In reference to today’s earlier post on the wonders of No Limit album art of the 1990s, I’ve cooled a little on the idea of the coffee table book. The ever-reliable Ben sent along an interesting interview with the (white, it turns out) creative team behind the album covers. This part in particular jumped out and slapped me in the face:

“My brother was more into business, I was more into graphics. Before that, I went to the Chicago Art Institute, I have one degree there and another one in Parsons School of Design in graphic communication.”

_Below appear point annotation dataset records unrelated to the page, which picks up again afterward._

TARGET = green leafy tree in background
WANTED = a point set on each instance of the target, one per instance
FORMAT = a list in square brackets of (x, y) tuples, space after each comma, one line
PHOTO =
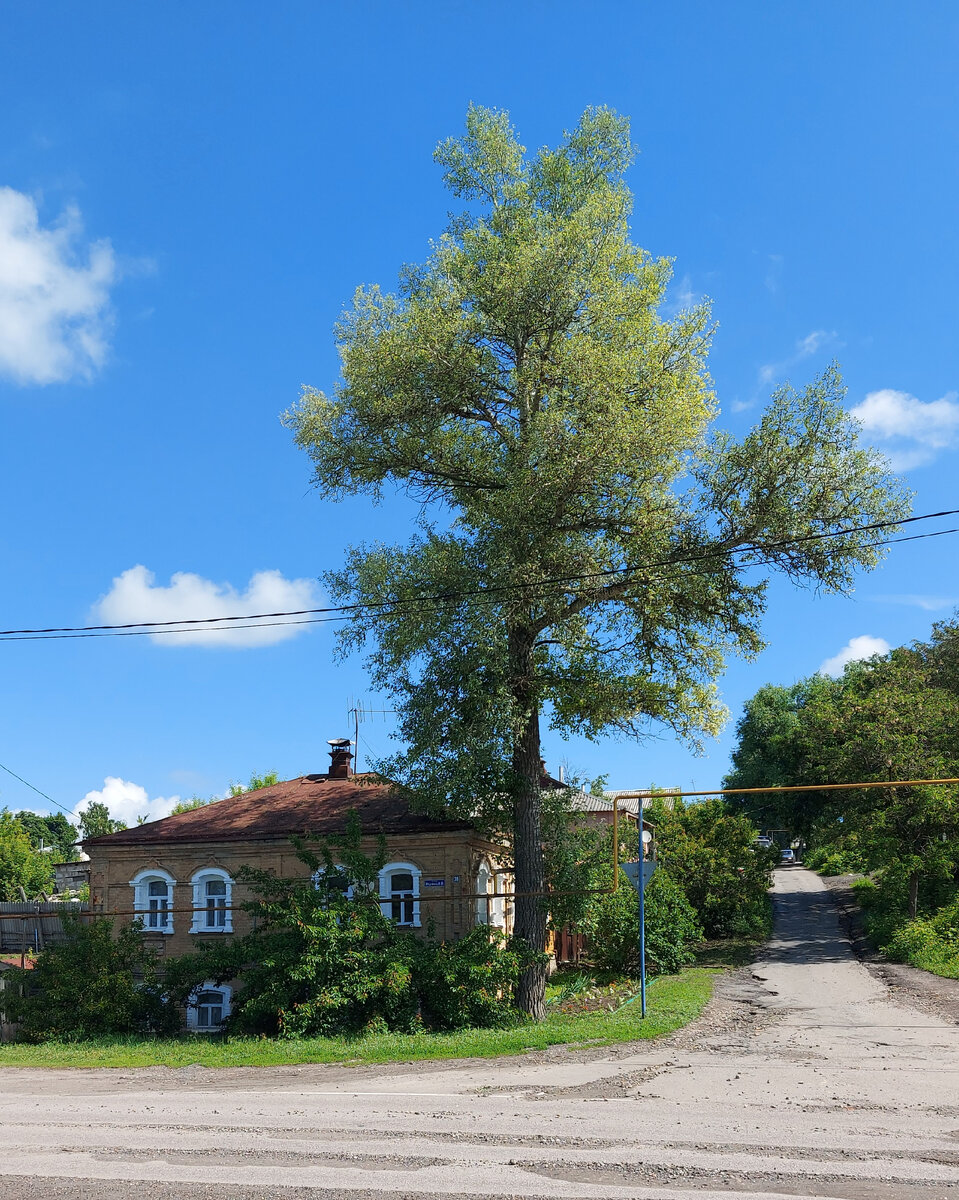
[(96, 821), (589, 549), (53, 831), (21, 864), (95, 983)]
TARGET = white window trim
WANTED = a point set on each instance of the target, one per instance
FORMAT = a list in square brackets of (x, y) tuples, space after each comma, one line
[(199, 900), (141, 885), (192, 1009), (385, 889)]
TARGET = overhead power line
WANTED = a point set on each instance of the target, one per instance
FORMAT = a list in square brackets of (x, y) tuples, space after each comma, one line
[(28, 784), (342, 612)]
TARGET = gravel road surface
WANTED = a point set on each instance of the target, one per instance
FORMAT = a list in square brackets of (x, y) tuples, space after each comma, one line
[(805, 1077)]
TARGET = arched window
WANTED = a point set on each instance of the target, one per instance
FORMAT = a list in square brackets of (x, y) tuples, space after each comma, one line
[(208, 1007), (492, 911), (484, 907), (213, 901), (153, 899), (399, 893)]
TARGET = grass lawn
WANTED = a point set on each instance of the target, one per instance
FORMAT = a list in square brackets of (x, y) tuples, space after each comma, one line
[(673, 1001)]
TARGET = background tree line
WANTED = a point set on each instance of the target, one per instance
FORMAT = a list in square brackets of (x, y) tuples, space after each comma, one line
[(887, 718)]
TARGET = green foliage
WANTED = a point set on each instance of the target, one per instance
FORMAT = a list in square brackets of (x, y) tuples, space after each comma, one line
[(91, 985), (323, 961), (672, 930), (673, 1002), (21, 864), (526, 388), (96, 821), (711, 853), (268, 779), (53, 831), (892, 717), (468, 984), (195, 802)]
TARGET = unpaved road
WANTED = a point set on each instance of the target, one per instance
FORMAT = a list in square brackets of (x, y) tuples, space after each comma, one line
[(804, 1078)]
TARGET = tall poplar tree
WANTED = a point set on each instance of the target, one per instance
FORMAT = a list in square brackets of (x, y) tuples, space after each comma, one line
[(588, 553)]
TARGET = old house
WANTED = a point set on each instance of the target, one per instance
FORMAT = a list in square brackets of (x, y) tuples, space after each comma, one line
[(178, 876)]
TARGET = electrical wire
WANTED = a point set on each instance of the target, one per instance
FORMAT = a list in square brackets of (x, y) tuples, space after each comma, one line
[(322, 616), (28, 784)]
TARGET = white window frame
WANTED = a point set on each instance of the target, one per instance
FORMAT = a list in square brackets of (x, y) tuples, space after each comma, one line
[(142, 898), (388, 897), (490, 912), (199, 881), (193, 1007)]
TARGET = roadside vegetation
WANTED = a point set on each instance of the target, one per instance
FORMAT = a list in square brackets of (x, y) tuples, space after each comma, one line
[(673, 1002), (325, 972), (892, 717)]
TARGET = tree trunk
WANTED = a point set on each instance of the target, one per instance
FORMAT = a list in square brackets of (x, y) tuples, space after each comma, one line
[(529, 922)]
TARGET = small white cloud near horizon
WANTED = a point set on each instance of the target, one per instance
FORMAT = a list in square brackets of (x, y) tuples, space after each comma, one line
[(909, 430), (927, 603), (136, 597), (126, 802), (805, 348), (54, 295), (856, 648)]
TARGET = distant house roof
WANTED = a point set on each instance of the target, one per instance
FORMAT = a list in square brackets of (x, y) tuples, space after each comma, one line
[(311, 804)]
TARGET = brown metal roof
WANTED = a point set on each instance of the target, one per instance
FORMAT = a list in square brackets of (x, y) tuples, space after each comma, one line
[(311, 804)]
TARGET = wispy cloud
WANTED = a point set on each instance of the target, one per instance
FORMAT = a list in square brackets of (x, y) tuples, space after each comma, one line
[(856, 648), (773, 280), (927, 603), (136, 597), (808, 346), (911, 431), (54, 295), (682, 295), (126, 802)]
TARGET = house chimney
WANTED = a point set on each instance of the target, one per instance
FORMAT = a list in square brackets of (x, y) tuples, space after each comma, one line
[(341, 759)]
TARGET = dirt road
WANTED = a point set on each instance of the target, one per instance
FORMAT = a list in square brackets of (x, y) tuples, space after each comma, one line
[(804, 1078)]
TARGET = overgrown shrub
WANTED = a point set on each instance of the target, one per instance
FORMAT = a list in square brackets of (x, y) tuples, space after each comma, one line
[(324, 960), (468, 983), (90, 985), (712, 855), (672, 930)]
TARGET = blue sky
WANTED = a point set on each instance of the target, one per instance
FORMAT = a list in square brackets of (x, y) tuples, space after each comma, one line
[(189, 196)]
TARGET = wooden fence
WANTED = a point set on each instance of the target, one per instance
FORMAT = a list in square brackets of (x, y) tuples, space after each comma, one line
[(33, 924)]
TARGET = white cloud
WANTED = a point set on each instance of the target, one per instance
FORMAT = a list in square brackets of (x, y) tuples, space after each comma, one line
[(136, 597), (927, 603), (805, 348), (856, 648), (54, 295), (913, 430), (126, 802)]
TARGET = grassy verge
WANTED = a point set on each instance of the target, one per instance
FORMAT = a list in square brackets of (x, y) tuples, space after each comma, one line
[(673, 1001)]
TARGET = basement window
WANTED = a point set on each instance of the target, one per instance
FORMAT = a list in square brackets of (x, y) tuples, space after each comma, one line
[(208, 1008)]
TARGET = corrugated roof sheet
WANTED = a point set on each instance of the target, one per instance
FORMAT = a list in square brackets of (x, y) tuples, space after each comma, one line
[(311, 804)]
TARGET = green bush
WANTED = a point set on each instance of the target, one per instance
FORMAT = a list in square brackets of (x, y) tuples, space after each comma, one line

The SAIC! Fellow alumni: Jeff Koons, Sarah Vowell, Grant Wood, Claes Oldenberg, Robert Indiana. Or Parsons: fellow alumni including Edward Hopper, Barbara Kruger, Ryan McGinley and Joel Schumaker. The man that co-created Silkk the Shocker’s album covers holds degrees from two of the finest art schools in America.

While I still like the art a lot and think they’re totally without peer, I have to admit I’m a little disappointed. It’s like finding out that Howard Finster went to RISD, or that Jandek studied at Berklee. Is that unreasonable? Am I mistaken in wanting to attach a greater value to this sort of art if it had been created by outsiders? Am I inadvertently running an insidiously soft-racist variation on the old Noble Savage routine? Am I projecting my own anxiety about holding a degree from a lesser-quality institution (BFA, Studio Art, Louisville Public Basketball Camp University) instead of a legitimate art school? Why does this work hold less interest for me after knowing it was created by skilled professionals?

Or was the work so influential and so widely imitated over the course of the last ten years that, looking at it in retrospect, I’m missing its true value? I’m no designer: maybe it is impossibly difficult to achieve sparking-diamond effects in Photoshop, in such a way that only a skilled, highly trained craftsperson could have done it.

I think that last point is meant to seem less sarcastic than it sounds.

S. 12th always asks the hard questions!